**Example 1: Adding Fractions with Common Denominator**
Add: 1/3 + 2/3

- Since the denominators are the same, simply add the numerators: 1 + 2 = 3.
- The denominator remains 3.
- The sum is 3/3, which is equivalent to 1.

**Example 2: Multiplying Fractions**
Multiply: 3/4 * 5/6

- Multiply the numerators: 3 * 5 = 15.
- Multiply the denominators: 4 * 6 = 24.
- The product is 15/24.
- Simplify the fraction: Divide both the numerator and denominator by their greatest common divisor, which is 3.
- The simplified fraction is 5/8.

**Example 3: Dividing Fractions**
Divide: 2/5 ÷ 3/4

- Multiply the first fraction by the reciprocal of the second: 2/5 * 4/3.
- Multiply the numerators: 2 * 4 = 8.
- Multiply the denominators: 5 * 3 = 15.
- The result is 8/15.

**Example 4: Comparing Fractions**
Compare: 7/12 and 5/8

- Find a common denominator for comparison. In this case, the least common multiple of 12 and 8 is 24.
- Convert both fractions to have the common denominator: 7/12 becomes 14/24, and 5/8 becomes 15/24.
- Now it's easy to see that 15/24 is larger than 14/24.
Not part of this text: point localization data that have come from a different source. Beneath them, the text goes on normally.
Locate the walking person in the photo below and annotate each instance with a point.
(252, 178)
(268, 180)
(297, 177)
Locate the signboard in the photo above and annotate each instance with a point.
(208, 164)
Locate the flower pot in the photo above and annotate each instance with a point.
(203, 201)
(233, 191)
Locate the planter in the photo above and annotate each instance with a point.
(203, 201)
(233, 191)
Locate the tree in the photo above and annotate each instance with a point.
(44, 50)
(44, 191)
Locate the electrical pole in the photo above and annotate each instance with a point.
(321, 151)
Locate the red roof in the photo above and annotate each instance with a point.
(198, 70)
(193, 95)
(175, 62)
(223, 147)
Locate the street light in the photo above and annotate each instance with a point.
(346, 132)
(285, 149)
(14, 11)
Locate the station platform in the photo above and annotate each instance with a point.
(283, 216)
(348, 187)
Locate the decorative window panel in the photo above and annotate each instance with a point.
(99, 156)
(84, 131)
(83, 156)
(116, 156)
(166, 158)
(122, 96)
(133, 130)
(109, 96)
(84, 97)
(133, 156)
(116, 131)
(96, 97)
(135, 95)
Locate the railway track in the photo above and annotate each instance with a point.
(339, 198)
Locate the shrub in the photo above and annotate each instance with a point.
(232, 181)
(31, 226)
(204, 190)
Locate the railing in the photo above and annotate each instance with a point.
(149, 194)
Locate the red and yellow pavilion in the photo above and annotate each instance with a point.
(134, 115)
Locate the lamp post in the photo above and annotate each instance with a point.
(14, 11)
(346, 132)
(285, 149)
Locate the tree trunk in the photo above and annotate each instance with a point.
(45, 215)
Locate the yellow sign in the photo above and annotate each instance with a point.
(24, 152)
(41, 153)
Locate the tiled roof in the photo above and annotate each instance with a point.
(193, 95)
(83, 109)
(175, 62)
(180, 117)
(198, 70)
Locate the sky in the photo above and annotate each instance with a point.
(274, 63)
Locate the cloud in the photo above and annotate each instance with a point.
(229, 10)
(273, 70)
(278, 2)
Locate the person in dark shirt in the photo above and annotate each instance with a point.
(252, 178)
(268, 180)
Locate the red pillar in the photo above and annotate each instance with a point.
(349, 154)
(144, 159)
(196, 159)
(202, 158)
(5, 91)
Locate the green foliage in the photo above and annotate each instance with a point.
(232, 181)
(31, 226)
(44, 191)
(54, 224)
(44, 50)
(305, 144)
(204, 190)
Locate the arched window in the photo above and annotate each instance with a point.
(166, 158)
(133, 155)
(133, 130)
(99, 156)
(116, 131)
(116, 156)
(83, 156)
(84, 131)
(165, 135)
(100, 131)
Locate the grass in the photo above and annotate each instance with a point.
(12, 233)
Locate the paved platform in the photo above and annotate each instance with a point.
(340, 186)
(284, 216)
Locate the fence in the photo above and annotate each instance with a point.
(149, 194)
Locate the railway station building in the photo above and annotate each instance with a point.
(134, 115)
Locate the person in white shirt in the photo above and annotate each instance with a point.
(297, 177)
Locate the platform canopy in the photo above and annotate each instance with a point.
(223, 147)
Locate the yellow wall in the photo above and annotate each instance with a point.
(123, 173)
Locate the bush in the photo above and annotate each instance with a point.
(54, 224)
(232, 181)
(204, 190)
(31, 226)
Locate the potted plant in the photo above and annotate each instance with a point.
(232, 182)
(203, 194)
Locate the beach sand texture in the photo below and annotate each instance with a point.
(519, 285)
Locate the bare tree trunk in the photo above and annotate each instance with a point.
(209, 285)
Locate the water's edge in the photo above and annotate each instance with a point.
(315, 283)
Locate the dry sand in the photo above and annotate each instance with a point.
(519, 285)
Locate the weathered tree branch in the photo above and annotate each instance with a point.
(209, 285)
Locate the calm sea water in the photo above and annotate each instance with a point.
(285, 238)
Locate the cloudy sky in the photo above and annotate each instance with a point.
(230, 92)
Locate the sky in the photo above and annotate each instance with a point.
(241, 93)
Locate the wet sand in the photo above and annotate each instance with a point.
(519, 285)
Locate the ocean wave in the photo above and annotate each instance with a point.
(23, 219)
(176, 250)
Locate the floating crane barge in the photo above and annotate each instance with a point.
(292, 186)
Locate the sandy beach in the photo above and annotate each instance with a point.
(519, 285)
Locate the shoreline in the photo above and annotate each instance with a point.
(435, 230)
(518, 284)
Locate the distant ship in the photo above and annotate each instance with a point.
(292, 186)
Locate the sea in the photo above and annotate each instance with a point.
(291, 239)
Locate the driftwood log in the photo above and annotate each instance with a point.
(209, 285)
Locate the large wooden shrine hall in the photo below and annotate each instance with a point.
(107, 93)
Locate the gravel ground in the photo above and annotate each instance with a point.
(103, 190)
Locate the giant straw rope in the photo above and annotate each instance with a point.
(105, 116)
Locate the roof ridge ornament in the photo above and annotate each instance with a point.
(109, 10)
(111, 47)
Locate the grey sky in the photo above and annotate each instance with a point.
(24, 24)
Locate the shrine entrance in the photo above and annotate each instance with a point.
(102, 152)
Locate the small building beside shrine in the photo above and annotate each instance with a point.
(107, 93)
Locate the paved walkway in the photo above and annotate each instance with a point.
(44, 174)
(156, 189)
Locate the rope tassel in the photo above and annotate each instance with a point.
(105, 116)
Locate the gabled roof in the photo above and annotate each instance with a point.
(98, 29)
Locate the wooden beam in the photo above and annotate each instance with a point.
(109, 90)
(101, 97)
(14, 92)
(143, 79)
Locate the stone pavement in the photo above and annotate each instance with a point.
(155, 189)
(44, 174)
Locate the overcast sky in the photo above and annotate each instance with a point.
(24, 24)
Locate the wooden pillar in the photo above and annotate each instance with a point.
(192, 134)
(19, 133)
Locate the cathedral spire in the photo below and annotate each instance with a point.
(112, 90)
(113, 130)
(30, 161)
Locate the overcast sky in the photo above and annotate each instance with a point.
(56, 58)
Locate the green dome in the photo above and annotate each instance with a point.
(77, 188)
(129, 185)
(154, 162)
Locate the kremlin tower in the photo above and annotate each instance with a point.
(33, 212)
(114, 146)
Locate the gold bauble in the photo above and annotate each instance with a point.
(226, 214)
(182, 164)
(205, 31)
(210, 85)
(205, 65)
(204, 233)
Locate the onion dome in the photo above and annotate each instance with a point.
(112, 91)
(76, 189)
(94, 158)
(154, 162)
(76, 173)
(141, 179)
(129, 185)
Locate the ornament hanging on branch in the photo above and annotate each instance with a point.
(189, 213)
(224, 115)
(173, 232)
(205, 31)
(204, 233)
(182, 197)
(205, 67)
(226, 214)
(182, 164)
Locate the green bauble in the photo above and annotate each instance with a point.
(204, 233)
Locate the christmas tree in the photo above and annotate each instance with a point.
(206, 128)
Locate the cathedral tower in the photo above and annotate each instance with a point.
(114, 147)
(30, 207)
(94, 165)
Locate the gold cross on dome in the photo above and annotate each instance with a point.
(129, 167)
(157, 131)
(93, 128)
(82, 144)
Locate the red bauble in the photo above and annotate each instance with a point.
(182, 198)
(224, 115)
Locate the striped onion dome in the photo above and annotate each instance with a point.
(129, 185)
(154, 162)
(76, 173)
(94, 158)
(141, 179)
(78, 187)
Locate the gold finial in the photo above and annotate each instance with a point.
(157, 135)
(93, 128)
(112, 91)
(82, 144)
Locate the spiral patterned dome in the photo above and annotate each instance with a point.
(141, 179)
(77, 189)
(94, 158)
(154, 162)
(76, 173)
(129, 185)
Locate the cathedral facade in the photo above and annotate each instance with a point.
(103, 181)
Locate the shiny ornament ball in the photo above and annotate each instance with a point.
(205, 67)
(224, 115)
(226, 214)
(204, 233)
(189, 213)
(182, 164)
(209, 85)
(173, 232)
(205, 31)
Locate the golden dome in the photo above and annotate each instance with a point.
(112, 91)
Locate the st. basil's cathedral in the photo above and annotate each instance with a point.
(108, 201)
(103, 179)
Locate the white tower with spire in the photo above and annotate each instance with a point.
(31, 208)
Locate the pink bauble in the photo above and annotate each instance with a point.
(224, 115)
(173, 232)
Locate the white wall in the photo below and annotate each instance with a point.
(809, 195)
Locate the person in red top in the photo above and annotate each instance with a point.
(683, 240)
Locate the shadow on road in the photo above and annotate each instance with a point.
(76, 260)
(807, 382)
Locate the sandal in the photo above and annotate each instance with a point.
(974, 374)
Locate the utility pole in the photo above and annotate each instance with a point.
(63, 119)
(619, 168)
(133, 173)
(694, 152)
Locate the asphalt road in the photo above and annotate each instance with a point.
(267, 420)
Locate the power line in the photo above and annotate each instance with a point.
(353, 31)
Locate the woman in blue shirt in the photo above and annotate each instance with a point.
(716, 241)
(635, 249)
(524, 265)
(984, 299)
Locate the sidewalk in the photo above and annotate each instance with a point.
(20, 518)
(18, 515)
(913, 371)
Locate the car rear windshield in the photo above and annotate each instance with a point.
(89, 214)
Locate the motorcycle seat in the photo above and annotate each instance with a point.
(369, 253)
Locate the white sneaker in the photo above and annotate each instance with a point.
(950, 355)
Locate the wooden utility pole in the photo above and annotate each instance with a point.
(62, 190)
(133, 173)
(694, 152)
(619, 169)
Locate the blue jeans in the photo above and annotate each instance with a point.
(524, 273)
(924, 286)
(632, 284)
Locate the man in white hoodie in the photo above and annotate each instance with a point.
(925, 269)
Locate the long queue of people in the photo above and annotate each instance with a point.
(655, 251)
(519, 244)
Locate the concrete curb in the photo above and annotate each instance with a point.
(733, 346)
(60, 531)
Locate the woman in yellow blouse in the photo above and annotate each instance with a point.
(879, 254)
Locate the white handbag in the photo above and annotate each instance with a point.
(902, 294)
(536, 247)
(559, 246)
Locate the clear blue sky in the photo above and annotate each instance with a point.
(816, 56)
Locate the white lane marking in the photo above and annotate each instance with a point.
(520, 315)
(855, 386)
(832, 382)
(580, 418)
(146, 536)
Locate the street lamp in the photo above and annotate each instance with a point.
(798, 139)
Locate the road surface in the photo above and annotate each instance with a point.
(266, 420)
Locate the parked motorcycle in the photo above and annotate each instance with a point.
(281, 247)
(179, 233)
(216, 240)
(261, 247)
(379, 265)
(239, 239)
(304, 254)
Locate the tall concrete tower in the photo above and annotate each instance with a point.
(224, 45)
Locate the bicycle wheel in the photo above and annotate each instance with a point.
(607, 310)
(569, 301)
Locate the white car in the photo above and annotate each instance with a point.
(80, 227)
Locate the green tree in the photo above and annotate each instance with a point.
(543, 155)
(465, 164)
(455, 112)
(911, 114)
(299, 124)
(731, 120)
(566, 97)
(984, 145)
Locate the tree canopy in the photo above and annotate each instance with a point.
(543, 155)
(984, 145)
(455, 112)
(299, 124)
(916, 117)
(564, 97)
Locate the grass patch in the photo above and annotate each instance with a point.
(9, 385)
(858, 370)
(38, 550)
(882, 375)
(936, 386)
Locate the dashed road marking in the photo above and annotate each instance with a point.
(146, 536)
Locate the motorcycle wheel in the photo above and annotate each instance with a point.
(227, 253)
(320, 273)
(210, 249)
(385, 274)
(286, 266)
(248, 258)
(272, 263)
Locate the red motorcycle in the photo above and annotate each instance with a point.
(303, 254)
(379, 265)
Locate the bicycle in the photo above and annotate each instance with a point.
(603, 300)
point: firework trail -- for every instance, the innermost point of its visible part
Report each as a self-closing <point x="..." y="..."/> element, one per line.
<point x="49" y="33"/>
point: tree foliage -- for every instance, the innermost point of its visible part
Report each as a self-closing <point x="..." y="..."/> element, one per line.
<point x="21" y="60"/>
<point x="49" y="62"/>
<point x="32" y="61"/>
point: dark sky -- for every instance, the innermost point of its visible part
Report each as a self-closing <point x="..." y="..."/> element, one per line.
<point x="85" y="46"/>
**Example 5: Solving a Fraction Equation**
Solve: 3/x = 1/4

- Cross-multiply: 3 * 4 = 12, so x = 12.

**Example 6: Estimating Fractions**
Add: 7/8 + 3/5

- Estimate that 7/8 is close to 1 and 3/5 is close to 1/2.
- The sum should be approximately 1 + 1/2 = 1.5.

These examples demonstrate how to apply various techniques to solve fractions quickly and efficiently. With practice, you'll become more comfortable with these methods and be able to solve fractions rapidly in various situations.